- Other names: Galeophobia
- Pronunciation: /ˌɪkθioʊˈfoʊbiə/ ;
- Specialty: Psychology

= Fear of fish =

Fear of traditional and non traditional fish

Fear of fish or ichthyophobia ranges from cultural phenomena such as fear of eating fish, fear of touching raw fish, or fear of dead fish, up to irrational fear (specific phobia). Selachophobia, or galeophobia, is the specific fear of sharks.

==Etymology==
The term ichthyophobia comes from the Greek ἰχθῦς - ichthus, meaning "fish" and φόβος - phobos, "fear". Galeophobia comes from the Greek γαλεός - galeos, "small shark".

==Phobia==
Ichthyophobia is described in Psychology: An International Perspective as an "unusual" specific phobia. Both symptoms and remedies of ichthyophobia are common to most specific phobias.

American psychologist John B. Watson, a renowned name in behaviorism, describes an example, quoted in many books in psychology, of conditioned fear of a goldfish in an infant and a way of unconditioning of the fear by what is now called graduated exposure therapy:

Try another method.
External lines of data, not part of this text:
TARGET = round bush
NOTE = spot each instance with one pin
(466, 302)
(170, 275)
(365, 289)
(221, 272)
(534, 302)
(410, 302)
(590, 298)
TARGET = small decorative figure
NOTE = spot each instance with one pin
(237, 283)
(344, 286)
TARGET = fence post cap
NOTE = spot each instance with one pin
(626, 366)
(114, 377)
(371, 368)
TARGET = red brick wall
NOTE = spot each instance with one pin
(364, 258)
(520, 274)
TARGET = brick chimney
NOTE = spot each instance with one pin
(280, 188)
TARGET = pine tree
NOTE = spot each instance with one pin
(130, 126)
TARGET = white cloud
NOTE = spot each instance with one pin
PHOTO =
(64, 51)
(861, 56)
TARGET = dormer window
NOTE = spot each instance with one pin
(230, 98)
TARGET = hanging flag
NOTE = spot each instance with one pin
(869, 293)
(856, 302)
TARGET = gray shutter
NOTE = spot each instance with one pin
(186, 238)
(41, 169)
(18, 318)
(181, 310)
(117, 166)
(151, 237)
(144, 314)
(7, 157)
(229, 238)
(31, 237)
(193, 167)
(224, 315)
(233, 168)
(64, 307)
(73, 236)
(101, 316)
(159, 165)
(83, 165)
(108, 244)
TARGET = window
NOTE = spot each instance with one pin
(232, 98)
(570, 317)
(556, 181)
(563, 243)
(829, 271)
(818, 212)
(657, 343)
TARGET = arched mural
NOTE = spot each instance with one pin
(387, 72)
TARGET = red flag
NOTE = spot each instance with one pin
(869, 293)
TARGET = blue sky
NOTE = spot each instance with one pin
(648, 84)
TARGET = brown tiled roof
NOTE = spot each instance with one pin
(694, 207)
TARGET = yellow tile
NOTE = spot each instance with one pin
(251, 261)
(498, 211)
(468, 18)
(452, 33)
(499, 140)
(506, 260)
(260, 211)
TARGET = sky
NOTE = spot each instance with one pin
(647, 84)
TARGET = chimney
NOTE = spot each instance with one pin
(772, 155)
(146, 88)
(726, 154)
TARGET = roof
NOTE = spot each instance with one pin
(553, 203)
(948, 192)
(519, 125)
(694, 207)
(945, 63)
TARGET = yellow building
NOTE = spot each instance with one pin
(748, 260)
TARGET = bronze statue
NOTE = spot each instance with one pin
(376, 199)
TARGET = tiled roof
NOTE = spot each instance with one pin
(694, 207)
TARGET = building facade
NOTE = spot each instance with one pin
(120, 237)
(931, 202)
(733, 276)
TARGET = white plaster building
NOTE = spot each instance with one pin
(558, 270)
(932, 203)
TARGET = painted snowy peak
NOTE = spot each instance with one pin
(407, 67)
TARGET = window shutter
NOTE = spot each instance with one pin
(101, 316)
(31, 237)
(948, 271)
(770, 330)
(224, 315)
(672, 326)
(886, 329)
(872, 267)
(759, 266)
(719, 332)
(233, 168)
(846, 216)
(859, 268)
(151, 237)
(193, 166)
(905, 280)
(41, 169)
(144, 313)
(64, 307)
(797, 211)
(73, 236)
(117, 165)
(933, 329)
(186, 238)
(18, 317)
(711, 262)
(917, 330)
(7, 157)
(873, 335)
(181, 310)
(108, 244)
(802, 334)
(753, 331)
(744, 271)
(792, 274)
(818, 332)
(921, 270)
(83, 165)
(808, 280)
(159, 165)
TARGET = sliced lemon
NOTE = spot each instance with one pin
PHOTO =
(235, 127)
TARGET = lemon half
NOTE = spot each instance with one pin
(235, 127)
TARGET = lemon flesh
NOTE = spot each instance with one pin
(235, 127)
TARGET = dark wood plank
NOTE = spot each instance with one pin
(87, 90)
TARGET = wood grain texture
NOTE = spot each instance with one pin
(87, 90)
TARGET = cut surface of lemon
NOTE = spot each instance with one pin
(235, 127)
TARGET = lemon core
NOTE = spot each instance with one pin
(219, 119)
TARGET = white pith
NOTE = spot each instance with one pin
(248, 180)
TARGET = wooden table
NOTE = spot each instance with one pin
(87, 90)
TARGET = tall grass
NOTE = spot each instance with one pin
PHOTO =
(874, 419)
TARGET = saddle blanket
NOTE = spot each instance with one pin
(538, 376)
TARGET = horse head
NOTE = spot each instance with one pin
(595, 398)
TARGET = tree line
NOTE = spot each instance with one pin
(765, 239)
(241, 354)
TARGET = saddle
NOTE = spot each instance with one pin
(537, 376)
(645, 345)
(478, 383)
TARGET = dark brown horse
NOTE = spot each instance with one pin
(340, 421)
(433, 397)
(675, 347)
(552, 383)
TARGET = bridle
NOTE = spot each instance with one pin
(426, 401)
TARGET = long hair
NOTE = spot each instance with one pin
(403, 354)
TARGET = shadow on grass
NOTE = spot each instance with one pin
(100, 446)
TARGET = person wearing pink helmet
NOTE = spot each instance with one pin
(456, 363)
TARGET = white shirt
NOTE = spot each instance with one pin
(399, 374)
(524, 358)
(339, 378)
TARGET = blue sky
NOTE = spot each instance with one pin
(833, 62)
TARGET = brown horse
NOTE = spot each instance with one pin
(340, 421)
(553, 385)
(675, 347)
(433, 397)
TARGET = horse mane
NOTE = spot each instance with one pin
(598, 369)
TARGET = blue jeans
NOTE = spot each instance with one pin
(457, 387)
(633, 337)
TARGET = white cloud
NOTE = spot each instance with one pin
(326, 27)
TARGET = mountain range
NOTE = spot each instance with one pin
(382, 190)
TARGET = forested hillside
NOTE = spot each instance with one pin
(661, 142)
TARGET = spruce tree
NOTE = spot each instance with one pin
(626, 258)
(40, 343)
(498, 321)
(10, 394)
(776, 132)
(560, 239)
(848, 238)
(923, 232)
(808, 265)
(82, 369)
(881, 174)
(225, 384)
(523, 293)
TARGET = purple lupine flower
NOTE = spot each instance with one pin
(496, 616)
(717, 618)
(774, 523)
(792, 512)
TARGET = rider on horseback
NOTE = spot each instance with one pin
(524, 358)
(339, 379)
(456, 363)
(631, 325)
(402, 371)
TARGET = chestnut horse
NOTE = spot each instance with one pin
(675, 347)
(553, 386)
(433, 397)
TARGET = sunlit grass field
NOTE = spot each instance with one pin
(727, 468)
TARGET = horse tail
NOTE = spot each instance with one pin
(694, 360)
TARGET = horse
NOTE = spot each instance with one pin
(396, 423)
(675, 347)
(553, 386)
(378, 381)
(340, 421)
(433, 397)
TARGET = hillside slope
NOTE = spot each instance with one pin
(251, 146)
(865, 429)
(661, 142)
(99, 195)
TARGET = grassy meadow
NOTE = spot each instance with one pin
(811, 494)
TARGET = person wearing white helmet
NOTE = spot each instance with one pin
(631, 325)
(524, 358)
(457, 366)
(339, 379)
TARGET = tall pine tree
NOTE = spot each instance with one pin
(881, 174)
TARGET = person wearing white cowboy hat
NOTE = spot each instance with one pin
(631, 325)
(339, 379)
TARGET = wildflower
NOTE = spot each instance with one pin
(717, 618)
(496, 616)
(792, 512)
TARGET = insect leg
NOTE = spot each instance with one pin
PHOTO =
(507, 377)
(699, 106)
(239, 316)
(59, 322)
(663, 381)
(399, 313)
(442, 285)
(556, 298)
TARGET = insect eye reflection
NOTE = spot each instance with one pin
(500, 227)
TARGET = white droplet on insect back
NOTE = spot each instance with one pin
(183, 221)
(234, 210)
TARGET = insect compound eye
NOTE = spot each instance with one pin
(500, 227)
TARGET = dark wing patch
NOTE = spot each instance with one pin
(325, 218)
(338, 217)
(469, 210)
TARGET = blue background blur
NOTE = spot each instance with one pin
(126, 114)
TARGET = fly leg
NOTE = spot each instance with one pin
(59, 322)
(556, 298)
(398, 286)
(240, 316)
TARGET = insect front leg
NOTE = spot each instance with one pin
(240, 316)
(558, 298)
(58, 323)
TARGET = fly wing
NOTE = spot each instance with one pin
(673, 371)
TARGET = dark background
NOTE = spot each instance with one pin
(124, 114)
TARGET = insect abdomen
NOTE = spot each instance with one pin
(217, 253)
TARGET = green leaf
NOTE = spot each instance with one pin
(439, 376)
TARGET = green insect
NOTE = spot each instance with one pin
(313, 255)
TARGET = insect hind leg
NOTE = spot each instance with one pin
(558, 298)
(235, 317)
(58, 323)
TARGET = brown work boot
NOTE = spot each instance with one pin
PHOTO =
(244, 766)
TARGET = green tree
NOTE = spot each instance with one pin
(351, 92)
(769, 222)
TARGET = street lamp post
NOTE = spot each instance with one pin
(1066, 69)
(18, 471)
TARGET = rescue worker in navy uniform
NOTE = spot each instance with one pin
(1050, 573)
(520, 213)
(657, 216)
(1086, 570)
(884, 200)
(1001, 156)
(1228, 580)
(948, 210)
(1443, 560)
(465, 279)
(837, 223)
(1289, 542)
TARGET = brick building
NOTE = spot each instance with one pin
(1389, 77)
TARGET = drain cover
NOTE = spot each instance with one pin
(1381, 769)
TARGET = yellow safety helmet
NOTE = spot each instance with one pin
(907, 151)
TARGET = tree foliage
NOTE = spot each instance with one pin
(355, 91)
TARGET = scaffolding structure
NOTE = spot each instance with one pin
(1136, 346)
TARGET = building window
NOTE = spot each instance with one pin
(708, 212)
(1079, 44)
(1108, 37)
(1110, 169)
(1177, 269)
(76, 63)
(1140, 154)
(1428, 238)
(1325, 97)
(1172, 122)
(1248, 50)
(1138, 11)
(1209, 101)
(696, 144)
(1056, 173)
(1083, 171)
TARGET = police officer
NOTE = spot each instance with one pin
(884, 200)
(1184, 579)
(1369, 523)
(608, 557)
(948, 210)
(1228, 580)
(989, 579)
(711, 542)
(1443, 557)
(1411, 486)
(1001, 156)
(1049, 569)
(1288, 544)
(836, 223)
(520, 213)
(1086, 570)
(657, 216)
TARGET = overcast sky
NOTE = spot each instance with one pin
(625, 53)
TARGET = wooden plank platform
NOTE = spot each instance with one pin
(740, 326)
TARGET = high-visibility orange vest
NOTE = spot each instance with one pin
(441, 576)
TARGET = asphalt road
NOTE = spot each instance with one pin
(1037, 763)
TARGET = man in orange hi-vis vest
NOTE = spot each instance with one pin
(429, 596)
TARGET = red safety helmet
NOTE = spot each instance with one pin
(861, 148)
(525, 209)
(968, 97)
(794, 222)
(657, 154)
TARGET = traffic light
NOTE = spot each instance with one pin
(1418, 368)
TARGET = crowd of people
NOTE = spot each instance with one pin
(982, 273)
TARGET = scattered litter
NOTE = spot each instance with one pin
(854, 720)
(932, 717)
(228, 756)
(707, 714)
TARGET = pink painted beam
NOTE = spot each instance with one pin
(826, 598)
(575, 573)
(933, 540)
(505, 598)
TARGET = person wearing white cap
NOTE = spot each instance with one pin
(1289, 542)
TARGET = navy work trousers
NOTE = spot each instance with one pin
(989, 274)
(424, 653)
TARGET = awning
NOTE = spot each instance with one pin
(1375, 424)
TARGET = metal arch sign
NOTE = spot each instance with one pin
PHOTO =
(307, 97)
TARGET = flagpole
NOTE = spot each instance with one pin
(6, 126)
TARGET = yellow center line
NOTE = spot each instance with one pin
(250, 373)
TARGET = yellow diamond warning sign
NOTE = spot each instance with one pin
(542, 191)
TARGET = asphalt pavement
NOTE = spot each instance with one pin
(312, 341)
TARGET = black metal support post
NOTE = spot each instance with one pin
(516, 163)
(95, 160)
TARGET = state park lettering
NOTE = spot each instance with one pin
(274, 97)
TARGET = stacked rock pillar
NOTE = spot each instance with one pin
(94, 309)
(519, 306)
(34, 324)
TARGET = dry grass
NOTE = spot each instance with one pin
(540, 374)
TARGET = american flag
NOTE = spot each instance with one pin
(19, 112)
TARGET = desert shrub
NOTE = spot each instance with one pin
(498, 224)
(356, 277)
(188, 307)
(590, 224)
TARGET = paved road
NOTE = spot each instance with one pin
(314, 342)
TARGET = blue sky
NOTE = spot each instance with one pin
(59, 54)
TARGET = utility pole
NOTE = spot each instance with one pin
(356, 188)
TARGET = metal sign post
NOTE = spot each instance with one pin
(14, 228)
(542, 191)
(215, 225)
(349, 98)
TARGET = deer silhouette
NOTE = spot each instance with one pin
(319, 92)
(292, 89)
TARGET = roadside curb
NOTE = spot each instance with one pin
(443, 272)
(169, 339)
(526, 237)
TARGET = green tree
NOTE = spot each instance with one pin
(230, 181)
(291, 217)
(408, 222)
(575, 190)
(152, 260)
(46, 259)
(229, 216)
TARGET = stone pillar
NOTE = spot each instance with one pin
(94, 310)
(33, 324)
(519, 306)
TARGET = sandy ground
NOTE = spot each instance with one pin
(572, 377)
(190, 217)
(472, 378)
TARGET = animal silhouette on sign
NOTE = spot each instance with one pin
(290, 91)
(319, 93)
Let his brother, aged four, who has no fear of fish, come up to the bowl and put his hands in the bowl and catch the fish. No amount of watching a fearless child play with these harmless animals will remove the fear from the toddler. Try shaming him, making a scapegoat of him. Your attempts are equally futile. Let us try, however, this simple method. Place the child at meal time at one end of a table ten or twelve feet long, and move the fish bowl to the extreme other end of the table and cover it. Just as soon as the meal is placed before him remove the cover from the bowl. If disturbance occurs, extend your table and place the bowl still farther off, so far away that no disturbance occurs. Eating takes place normally, nor is digestion interfered with. Repeat the procedure on the next day, but move the bowl a little nearer. In four or five days the bowl can be brought right up to the food tray without causing the slightest disturbance. Then take a small glass dish, fill it with water and move the dish back, and at subsequent meal times bring it nearer and nearer to him. Again in three or four days the small glass dish can be put on the tray alongside of his milk. The old fear has been driven out by training, unconditioning has taken place, and this unconditioning is permanent.

In contrast, radical exposure therapy was used successfully to cure a man with a "life affecting" fish phobia on the 2007 documentary series, The Panic Room.

==Cultural phenomenon==
Historically, the Navajo people were described as being ichthyophobic, due to their aversion to fish. However, this was later recognised as a cultural or mythic aversion to aquatic animals, and not a psychological condition.

==Fear of eating fish==
The Journal of the American Medical Association have published a research paper addressing the fears of eating fish among those who are concerned about contaminants, such as mercury, becoming accumulated in their food.